Der Episodenfilm "Ten Years" hat zum großen Ärger Pekings beim Hongkong Film Festival (Website) den Hauptpreis gewonnen, berichtet der Guardian. Die Mikro-Produktion von fünf Regisseuren setzt in Szene, wie sich die Hongkonger die politische Zukunft ihrer Stadt im Jahr 2025 ausmalen, und war in den lokalen Kino ein Hit, bevor sie abgesetzt wurde: "Nach der Preisverleihung erklärte der Produzent des Films, Andrew Coi: Der Preis bedeutet, dass Hongkong noch Hoffnung hat. Er erinnert uns daran, dass wir Mut zur Kreativität haben können. Ich möchte jedem danken, der ihn sich angesehen hat.' Die großen chinesischen Fernsehsender haben die Verleihung nicht auf dem Festland übertragen, nach der Nominierung war die Auszeichnung für 'Ten Years' abesehbar." Die tragischerweise nicht mehr unabhängige South China Morning Post kommentiert säuerlich, dass das Festival mit seinen nihilistischen Filmen eh in einer Sackgasse sei.

Gregor Dotzauer hat für den Tagesspiegel Orson Welles' im aktuellen Schreibheft erstmals auf Deutsch veröffentliche Reportage über Nachkriegsdeutschland aus dem Jahr 1950 gelesen: "Die Reportage, wenn man sie so nennen darf, besteht aus einer kruden Mischung von Anschauung, Vorurteil, Meinung und Fantasterei: übergenau in manchen Szenen, völlig vage in anderen. ... Aber in der Mischung aus farbigen Details, saftigen Klischees und großmäuligen Sätzen macht sie eine kaum noch erkennbare Zeit mit ätzendem Spott kenntlich."

Weiteres: Auf ZeitOnline schreibt Sabine Horst über die streng subjektive Point-of-View-Ästhetik, derer sich nicht nur der Spielfilm (aktuelles Beispiel: "Hardcore", ab 14. April im Kino), sondern auch der Porno bedient. Die FAS hat Mariam Schaghaghis Gespräch mit Julianne Moore online nachgereicht. In der Welt jubelt Hannes Stein über Amazons neue Serie über den New Yorker.

Michael Freerix (taz), Fritz Göttler (SZ) und Dietmar Dath (FAZ) gratulieren Roger Corman zum Neunzigsten.

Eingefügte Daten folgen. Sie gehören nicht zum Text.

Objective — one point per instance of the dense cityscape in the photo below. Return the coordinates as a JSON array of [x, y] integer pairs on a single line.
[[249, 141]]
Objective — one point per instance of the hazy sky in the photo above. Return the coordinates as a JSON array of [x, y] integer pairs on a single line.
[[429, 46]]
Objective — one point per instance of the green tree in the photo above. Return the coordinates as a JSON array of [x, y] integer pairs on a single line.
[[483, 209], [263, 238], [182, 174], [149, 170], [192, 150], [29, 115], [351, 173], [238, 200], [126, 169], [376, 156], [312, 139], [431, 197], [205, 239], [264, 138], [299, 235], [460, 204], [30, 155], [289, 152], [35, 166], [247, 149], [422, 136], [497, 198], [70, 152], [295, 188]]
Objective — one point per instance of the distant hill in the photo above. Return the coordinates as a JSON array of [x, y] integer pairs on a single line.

Christina Tilmann erinnert in der NZZ an Gregory Peck, der heute hundert Jahre alt geworden wäre: "Integer, sympathisch, glaubwürdig und bis ins hohe Alter beunruhigend gutaussehend, könnte Gregory Peck im Vergleich zu Clark Gable oder Gary Cooper geradezu als Langweiler durchgehen."